Unfortunately I am still having problems using DataMapper (do-mysql-adapter) to use the gateway. I will update this answer if I figure that part out, but at least the first half of the problem has been solved.
These are the errors that DataMapper::Logger has reported:
When 127.0.0.1 was used:
Can't connect to local MySQL server through socket '/tmp/mysql.sock' (2) (code: 2002, sql state: HY000, query: , uri: )
When localhost was used:
Access denied for user 'user_sql'#'localhost' (using password: YES) (code: 1045, sql state: 28000, query: , uri: )
When the VPS hostname was used:
Unknown MySQL server host 'hostname' (25) (code: 2005, sql state: HY000, query: , uri: )
UPDATE (No success yet): So far the only way I can access the remote MySQL database is by using Net::SSH::Gateway to establish a gateway, and then use the .sshmethod to open a new Net::SSH connection over that gateway, like so:
ssh_gate.ssh('192.n.n.n','user_sql',{port: 25000, keys: ["sql_rsa"], keys_only: true}) do |ssh|
ssh.exec("mysql -u sql_user -p'passwd' -h localhost -P 3306 -e 'SELECT DATABASE();'")
end
In other words, I can only execute SQL commands using the mysql command line. I cannot figure out how to get Sequel or DataMapper to use the gateway to connect.

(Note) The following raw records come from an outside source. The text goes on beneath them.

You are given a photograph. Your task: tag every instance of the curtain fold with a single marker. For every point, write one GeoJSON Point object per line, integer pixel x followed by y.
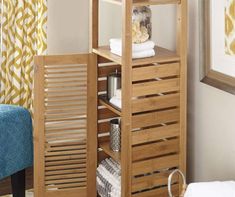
{"type": "Point", "coordinates": [23, 35]}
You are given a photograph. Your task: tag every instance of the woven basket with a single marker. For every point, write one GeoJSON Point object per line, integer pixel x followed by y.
{"type": "Point", "coordinates": [184, 187]}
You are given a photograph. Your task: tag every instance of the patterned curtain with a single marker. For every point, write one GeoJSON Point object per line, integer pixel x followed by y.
{"type": "Point", "coordinates": [23, 35]}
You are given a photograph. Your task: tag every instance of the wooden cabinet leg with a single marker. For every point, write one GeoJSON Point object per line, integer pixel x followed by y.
{"type": "Point", "coordinates": [18, 184]}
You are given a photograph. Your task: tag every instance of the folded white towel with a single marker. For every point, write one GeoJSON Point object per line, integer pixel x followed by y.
{"type": "Point", "coordinates": [116, 43]}
{"type": "Point", "coordinates": [211, 189]}
{"type": "Point", "coordinates": [136, 55]}
{"type": "Point", "coordinates": [116, 102]}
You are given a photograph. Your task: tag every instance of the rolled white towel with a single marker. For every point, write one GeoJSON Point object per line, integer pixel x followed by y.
{"type": "Point", "coordinates": [116, 43]}
{"type": "Point", "coordinates": [136, 55]}
{"type": "Point", "coordinates": [211, 189]}
{"type": "Point", "coordinates": [116, 102]}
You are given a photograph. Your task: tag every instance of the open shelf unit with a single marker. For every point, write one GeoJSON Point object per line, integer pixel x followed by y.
{"type": "Point", "coordinates": [153, 114]}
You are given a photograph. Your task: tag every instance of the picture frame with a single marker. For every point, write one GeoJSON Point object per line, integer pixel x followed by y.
{"type": "Point", "coordinates": [217, 68]}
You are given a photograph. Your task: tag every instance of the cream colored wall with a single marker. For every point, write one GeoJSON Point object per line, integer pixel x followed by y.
{"type": "Point", "coordinates": [211, 119]}
{"type": "Point", "coordinates": [211, 147]}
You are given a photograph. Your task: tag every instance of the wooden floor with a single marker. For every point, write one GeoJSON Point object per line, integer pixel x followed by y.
{"type": "Point", "coordinates": [5, 184]}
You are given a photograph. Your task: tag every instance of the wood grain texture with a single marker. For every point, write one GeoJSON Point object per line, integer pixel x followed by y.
{"type": "Point", "coordinates": [126, 123]}
{"type": "Point", "coordinates": [162, 56]}
{"type": "Point", "coordinates": [65, 161]}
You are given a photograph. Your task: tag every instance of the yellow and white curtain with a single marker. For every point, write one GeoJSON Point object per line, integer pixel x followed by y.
{"type": "Point", "coordinates": [22, 36]}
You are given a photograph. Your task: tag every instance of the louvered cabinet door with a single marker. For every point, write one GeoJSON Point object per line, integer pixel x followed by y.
{"type": "Point", "coordinates": [64, 158]}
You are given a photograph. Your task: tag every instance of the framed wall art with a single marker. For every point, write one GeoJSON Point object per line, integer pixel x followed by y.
{"type": "Point", "coordinates": [217, 43]}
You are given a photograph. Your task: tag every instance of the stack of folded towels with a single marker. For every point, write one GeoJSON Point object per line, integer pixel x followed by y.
{"type": "Point", "coordinates": [116, 100]}
{"type": "Point", "coordinates": [142, 50]}
{"type": "Point", "coordinates": [109, 178]}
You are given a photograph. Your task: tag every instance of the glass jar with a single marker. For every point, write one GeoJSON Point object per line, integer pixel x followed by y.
{"type": "Point", "coordinates": [141, 24]}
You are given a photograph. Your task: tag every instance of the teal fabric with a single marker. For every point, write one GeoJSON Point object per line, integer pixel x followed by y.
{"type": "Point", "coordinates": [16, 141]}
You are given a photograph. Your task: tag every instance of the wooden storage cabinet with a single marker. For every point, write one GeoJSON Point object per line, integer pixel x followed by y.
{"type": "Point", "coordinates": [70, 105]}
{"type": "Point", "coordinates": [153, 113]}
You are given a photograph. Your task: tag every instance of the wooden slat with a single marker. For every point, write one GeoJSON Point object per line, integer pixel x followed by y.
{"type": "Point", "coordinates": [145, 2]}
{"type": "Point", "coordinates": [102, 85]}
{"type": "Point", "coordinates": [68, 185]}
{"type": "Point", "coordinates": [155, 71]}
{"type": "Point", "coordinates": [104, 127]}
{"type": "Point", "coordinates": [155, 149]}
{"type": "Point", "coordinates": [106, 114]}
{"type": "Point", "coordinates": [154, 134]}
{"type": "Point", "coordinates": [126, 85]}
{"type": "Point", "coordinates": [162, 56]}
{"type": "Point", "coordinates": [65, 117]}
{"type": "Point", "coordinates": [156, 87]}
{"type": "Point", "coordinates": [106, 148]}
{"type": "Point", "coordinates": [152, 165]}
{"type": "Point", "coordinates": [104, 71]}
{"type": "Point", "coordinates": [181, 43]}
{"type": "Point", "coordinates": [163, 192]}
{"type": "Point", "coordinates": [64, 172]}
{"type": "Point", "coordinates": [154, 103]}
{"type": "Point", "coordinates": [151, 181]}
{"type": "Point", "coordinates": [67, 192]}
{"type": "Point", "coordinates": [155, 118]}
{"type": "Point", "coordinates": [57, 177]}
{"type": "Point", "coordinates": [92, 119]}
{"type": "Point", "coordinates": [104, 101]}
{"type": "Point", "coordinates": [65, 162]}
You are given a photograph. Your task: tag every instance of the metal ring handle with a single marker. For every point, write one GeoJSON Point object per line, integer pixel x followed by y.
{"type": "Point", "coordinates": [170, 179]}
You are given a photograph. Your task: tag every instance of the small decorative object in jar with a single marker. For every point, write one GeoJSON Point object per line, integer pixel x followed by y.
{"type": "Point", "coordinates": [115, 135]}
{"type": "Point", "coordinates": [141, 24]}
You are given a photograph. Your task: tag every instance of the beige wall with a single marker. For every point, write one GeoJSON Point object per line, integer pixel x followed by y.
{"type": "Point", "coordinates": [211, 119]}
{"type": "Point", "coordinates": [211, 147]}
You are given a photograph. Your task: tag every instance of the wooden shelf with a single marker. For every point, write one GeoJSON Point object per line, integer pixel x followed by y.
{"type": "Point", "coordinates": [145, 2]}
{"type": "Point", "coordinates": [106, 148]}
{"type": "Point", "coordinates": [104, 101]}
{"type": "Point", "coordinates": [162, 56]}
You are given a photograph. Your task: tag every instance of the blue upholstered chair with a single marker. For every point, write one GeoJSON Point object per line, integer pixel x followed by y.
{"type": "Point", "coordinates": [16, 146]}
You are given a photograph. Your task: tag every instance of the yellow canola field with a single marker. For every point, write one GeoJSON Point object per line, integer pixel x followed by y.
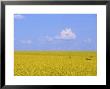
{"type": "Point", "coordinates": [55, 63]}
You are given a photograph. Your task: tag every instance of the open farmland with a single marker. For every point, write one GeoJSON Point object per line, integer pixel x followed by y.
{"type": "Point", "coordinates": [55, 63]}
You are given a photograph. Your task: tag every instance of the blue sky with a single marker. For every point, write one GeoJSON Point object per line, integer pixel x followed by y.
{"type": "Point", "coordinates": [55, 32]}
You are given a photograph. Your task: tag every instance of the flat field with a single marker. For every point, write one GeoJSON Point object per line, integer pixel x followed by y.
{"type": "Point", "coordinates": [55, 63]}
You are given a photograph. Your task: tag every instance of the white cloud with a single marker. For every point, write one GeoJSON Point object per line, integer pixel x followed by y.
{"type": "Point", "coordinates": [88, 40]}
{"type": "Point", "coordinates": [26, 41]}
{"type": "Point", "coordinates": [67, 33]}
{"type": "Point", "coordinates": [18, 16]}
{"type": "Point", "coordinates": [48, 38]}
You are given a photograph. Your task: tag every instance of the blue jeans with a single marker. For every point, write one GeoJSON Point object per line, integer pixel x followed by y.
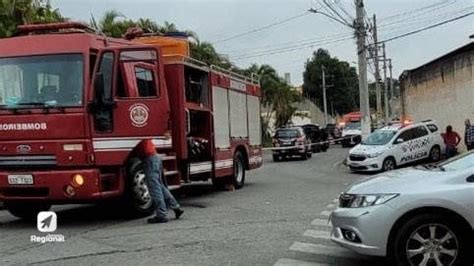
{"type": "Point", "coordinates": [161, 196]}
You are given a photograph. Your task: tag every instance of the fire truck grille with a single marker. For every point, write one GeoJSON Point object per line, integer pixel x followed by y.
{"type": "Point", "coordinates": [25, 192]}
{"type": "Point", "coordinates": [27, 161]}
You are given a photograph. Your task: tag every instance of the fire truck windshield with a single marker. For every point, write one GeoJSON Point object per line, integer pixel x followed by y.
{"type": "Point", "coordinates": [41, 81]}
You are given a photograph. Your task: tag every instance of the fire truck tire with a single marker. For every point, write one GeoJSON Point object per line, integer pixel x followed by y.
{"type": "Point", "coordinates": [26, 210]}
{"type": "Point", "coordinates": [137, 197]}
{"type": "Point", "coordinates": [238, 177]}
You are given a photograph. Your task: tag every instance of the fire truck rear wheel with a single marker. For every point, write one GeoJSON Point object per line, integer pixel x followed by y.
{"type": "Point", "coordinates": [26, 210]}
{"type": "Point", "coordinates": [238, 178]}
{"type": "Point", "coordinates": [138, 196]}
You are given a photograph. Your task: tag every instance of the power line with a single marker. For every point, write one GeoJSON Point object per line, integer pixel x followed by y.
{"type": "Point", "coordinates": [279, 45]}
{"type": "Point", "coordinates": [314, 42]}
{"type": "Point", "coordinates": [427, 28]}
{"type": "Point", "coordinates": [443, 4]}
{"type": "Point", "coordinates": [293, 49]}
{"type": "Point", "coordinates": [262, 28]}
{"type": "Point", "coordinates": [421, 16]}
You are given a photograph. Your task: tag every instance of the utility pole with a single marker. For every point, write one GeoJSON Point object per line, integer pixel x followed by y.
{"type": "Point", "coordinates": [378, 94]}
{"type": "Point", "coordinates": [324, 97]}
{"type": "Point", "coordinates": [392, 93]}
{"type": "Point", "coordinates": [361, 51]}
{"type": "Point", "coordinates": [385, 88]}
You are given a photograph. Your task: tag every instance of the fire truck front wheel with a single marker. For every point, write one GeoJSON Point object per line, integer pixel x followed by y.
{"type": "Point", "coordinates": [26, 210]}
{"type": "Point", "coordinates": [138, 196]}
{"type": "Point", "coordinates": [238, 178]}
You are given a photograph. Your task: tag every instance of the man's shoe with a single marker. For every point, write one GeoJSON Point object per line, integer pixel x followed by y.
{"type": "Point", "coordinates": [157, 220]}
{"type": "Point", "coordinates": [178, 213]}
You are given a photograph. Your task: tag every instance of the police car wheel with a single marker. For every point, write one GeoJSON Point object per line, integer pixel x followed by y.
{"type": "Point", "coordinates": [435, 154]}
{"type": "Point", "coordinates": [25, 210]}
{"type": "Point", "coordinates": [388, 164]}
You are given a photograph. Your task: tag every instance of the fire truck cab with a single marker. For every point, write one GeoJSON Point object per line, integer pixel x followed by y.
{"type": "Point", "coordinates": [75, 104]}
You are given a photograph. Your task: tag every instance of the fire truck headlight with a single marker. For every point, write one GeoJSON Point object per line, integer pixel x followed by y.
{"type": "Point", "coordinates": [73, 147]}
{"type": "Point", "coordinates": [77, 180]}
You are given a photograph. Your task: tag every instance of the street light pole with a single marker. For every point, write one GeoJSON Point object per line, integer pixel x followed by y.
{"type": "Point", "coordinates": [363, 86]}
{"type": "Point", "coordinates": [385, 87]}
{"type": "Point", "coordinates": [324, 97]}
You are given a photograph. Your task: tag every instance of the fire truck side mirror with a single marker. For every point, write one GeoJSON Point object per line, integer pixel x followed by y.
{"type": "Point", "coordinates": [99, 89]}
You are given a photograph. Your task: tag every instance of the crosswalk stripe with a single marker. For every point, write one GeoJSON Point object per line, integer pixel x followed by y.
{"type": "Point", "coordinates": [325, 213]}
{"type": "Point", "coordinates": [318, 249]}
{"type": "Point", "coordinates": [321, 222]}
{"type": "Point", "coordinates": [283, 262]}
{"type": "Point", "coordinates": [317, 234]}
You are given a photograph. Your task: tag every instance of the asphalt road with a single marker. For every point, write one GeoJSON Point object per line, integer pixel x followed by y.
{"type": "Point", "coordinates": [279, 217]}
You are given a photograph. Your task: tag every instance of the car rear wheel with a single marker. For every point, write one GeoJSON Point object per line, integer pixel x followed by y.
{"type": "Point", "coordinates": [435, 154]}
{"type": "Point", "coordinates": [389, 164]}
{"type": "Point", "coordinates": [276, 158]}
{"type": "Point", "coordinates": [431, 239]}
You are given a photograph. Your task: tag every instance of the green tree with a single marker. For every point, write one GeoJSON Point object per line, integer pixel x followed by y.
{"type": "Point", "coordinates": [278, 98]}
{"type": "Point", "coordinates": [14, 13]}
{"type": "Point", "coordinates": [343, 89]}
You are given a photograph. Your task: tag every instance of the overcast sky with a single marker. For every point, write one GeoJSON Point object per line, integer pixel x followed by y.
{"type": "Point", "coordinates": [217, 20]}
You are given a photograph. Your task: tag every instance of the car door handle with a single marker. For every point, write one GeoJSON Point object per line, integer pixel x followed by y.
{"type": "Point", "coordinates": [470, 179]}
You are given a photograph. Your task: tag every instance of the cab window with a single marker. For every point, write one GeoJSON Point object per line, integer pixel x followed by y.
{"type": "Point", "coordinates": [145, 82]}
{"type": "Point", "coordinates": [433, 128]}
{"type": "Point", "coordinates": [407, 135]}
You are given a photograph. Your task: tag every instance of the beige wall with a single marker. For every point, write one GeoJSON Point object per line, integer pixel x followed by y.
{"type": "Point", "coordinates": [443, 91]}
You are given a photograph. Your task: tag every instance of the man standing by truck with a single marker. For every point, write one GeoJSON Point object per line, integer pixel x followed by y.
{"type": "Point", "coordinates": [161, 196]}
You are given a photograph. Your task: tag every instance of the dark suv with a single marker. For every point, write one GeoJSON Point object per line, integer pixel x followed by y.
{"type": "Point", "coordinates": [317, 137]}
{"type": "Point", "coordinates": [289, 142]}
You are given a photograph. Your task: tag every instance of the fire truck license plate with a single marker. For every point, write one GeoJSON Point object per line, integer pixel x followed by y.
{"type": "Point", "coordinates": [20, 179]}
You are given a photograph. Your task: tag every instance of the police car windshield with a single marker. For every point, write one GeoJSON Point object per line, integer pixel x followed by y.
{"type": "Point", "coordinates": [353, 125]}
{"type": "Point", "coordinates": [41, 81]}
{"type": "Point", "coordinates": [380, 137]}
{"type": "Point", "coordinates": [287, 133]}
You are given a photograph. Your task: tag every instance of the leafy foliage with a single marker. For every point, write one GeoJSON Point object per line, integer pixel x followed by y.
{"type": "Point", "coordinates": [341, 80]}
{"type": "Point", "coordinates": [13, 13]}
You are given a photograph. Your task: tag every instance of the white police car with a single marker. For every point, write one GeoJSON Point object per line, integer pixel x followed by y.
{"type": "Point", "coordinates": [396, 145]}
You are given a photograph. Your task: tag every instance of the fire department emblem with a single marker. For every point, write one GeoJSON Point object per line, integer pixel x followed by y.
{"type": "Point", "coordinates": [139, 115]}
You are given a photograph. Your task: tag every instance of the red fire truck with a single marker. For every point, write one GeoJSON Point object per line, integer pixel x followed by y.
{"type": "Point", "coordinates": [75, 104]}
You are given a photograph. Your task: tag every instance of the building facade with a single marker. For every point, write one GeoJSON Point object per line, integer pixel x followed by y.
{"type": "Point", "coordinates": [442, 89]}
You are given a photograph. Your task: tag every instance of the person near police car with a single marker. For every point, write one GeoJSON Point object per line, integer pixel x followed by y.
{"type": "Point", "coordinates": [161, 196]}
{"type": "Point", "coordinates": [469, 135]}
{"type": "Point", "coordinates": [451, 139]}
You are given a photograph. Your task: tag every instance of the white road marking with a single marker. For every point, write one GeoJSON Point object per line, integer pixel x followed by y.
{"type": "Point", "coordinates": [318, 234]}
{"type": "Point", "coordinates": [321, 222]}
{"type": "Point", "coordinates": [325, 213]}
{"type": "Point", "coordinates": [332, 251]}
{"type": "Point", "coordinates": [283, 262]}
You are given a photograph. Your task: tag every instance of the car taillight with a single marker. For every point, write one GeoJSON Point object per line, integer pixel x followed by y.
{"type": "Point", "coordinates": [300, 140]}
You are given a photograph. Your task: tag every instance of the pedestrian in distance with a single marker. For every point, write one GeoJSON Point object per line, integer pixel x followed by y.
{"type": "Point", "coordinates": [469, 135]}
{"type": "Point", "coordinates": [161, 196]}
{"type": "Point", "coordinates": [451, 139]}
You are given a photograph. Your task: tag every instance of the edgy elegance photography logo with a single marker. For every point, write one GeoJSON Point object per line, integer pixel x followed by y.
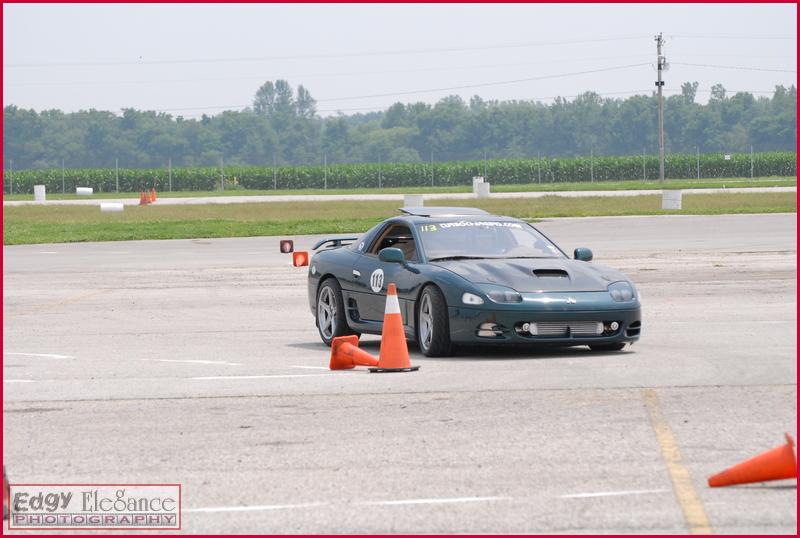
{"type": "Point", "coordinates": [95, 506]}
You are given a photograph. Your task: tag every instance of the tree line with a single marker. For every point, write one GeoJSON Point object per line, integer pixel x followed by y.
{"type": "Point", "coordinates": [283, 127]}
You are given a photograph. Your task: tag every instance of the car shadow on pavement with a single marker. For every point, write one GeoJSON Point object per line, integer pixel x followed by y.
{"type": "Point", "coordinates": [473, 353]}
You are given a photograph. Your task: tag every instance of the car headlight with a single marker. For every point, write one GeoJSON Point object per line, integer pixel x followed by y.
{"type": "Point", "coordinates": [471, 298]}
{"type": "Point", "coordinates": [622, 291]}
{"type": "Point", "coordinates": [501, 294]}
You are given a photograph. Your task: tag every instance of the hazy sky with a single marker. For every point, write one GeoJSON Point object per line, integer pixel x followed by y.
{"type": "Point", "coordinates": [192, 59]}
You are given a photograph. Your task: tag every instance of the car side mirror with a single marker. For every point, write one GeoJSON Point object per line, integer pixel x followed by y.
{"type": "Point", "coordinates": [392, 255]}
{"type": "Point", "coordinates": [583, 254]}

Part 2: DataMapper/Sequel/mysql2 connection through Net::SSH::Gateway
Make sure your MySQL server is bound to 127.0.0.1 in /etc/mysql/my.cnf, setup your connection - DataMapper example:
DataMapper.setup(:default, {
adapter: 'mysql',
database: 'DATABASE',
username: 'username',
password: 'passwd',
host: '127.0.0.1',
port: 3307}) # local port being forwarded via Net::SSH:Gateway
Followed by any class table definitions and DataMapper.finalize if required. Note that DataMapper doesn't actually connect to the remote MySQL server until either an auto_upgrade!, auto_migrate!, or query is executed, so no need to create the forwarded port yet.
Then create a new Net::SSH::Gateway, and then whenever you need DataMapper/Sequel to access the remote database, just open a port for the process, like so:
port = ssh_gate.open('127.0.0.1',3306,3307)
child = fork do
DataMapper.auto_upgrade! # DM call that accesses MySQL server
exit
end
Process.wait
ssh_gate.close(port)
You may want to put the Net::SSH::Gateway/.open code in a begin..ensure..end block, ensure'ing the port closure and gateway shutdown.
I had to use a fork and Process.wait to establish the connection, without it the method just hangs.